Fail(string keyword, string message, params (string token, object? value)[] parameters) - Sets a failed validation along with a templated error message (see Custom Error Messages)

Validation assumes to have passed unless one of these methods is called.

Set any annotations by using .SetAnnotation() on the local result object. Generally this needs to be done whether the keyword passes or fails validation. Annotations are stored as a key-value pair, using the keyword name as the key. The value can be anything, but it should be JSON-serializable in order to be rendered properly in the output.

2. Implement one of the schema-container interfaces

If your keyword contains one or more subschemas, you’ll need to implement one of these:

ISchemaContainer - your keyword simply contains a single schema (e.g. additionalProperties)
ISchemaCollector - your keyword contains an array of schemas (e.g. allOf)
IKeyedSchemaCollector - your keyword contains a key-value collection of schemas (e.g. properties)
ICustomSchemaCollector - your keyword contains schemas in some other arrangement (e.g. propertyDependencies)

These will be used at the beginning of the first evaluation and during schema registration to traverse all of the subschemas a provide IDs where none is explicitly declared. This goes on to help $ref and friends to their job while also making that job faster.

3. Apply some attributes

JsonSchema.Net contains several attributes that you should use to specify some metadata about your keyword.

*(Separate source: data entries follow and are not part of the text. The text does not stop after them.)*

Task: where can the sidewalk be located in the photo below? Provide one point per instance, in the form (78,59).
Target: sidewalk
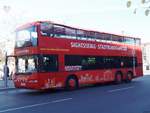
(10,85)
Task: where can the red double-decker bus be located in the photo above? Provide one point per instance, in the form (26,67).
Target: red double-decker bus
(51,55)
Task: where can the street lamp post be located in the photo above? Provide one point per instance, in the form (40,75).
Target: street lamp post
(5,71)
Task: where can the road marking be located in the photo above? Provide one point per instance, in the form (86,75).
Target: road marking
(35,105)
(121,89)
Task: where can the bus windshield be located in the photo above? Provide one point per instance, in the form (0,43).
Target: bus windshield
(26,64)
(26,37)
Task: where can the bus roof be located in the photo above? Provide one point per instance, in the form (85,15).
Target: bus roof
(38,22)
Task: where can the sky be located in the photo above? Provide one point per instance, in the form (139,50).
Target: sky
(110,16)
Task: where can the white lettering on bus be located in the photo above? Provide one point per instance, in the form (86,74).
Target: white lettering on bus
(83,45)
(109,47)
(99,46)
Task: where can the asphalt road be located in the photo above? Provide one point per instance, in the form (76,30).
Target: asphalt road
(124,98)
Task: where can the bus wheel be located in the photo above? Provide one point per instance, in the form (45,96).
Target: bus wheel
(118,78)
(72,83)
(129,77)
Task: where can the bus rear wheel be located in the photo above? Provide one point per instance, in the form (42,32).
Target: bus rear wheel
(72,83)
(118,78)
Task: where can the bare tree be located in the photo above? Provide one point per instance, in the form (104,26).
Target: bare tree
(145,4)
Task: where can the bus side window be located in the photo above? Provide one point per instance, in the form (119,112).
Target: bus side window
(50,63)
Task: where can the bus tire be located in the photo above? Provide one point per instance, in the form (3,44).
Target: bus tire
(72,83)
(118,78)
(129,77)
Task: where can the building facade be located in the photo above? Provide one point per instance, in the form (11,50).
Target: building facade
(146,58)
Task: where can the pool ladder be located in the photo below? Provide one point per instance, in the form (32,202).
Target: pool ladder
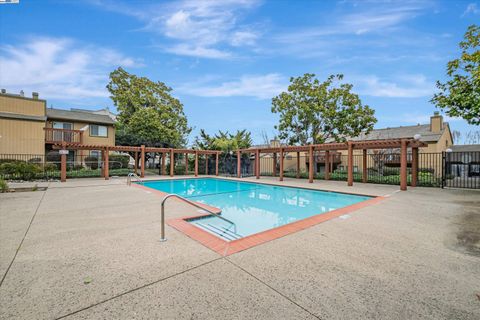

SchemaKeyword - Defines the keyword as it appears in the schema.
SchemaPriority - Defines a priority that will be used to order keyword evaluation properly. Keywords with the same priority are evaluated in the order they appear in the schema.
SchemaVersion - Declares a version that supports the keyword. This can be used multiple times to declare additional drafts.
Vocabulary - Declares the ID of the vocabulary which defines the the keyword.

4. Register your keyword

To make JsonSchema.Net aware of your keyword, you must register it with SchemaKeywordRegistry.Register<T>(). This will enable deserialization.

Now make it nice to use

To enable the fluent construction interface for your keyword, simply create an extension method on JsonSchemaBuilder that adds the keyword and returns the builder. For example, adding a description keyword is implemented by this method:

  
public static JsonSchemaBuilder Description(this JsonSchemaBuilder builder, string description)
{
    builder.Add(new DescriptionKeyword(description));
    return builder;
}

You might also want to create a keyword-access extension method on JsonSchema. This provides an easy, safe way to get a keyword’s value, if it exists. Here’s the extension method for getting the description keyword value:

  
public static string? GetDescription(this JsonSchema schema)
{
    return schema.TryGetKeyword<DescriptionKeyword>(DescriptionKeyword.Name, out var k)
      ? k.Value
      : null;
}

5. Create a JSON converter

To enable serialization and deserialization, you’ll need to provide the converter for it.

Implement a JsonConverter<T> and apply a JsonConverter attribute to the keyword.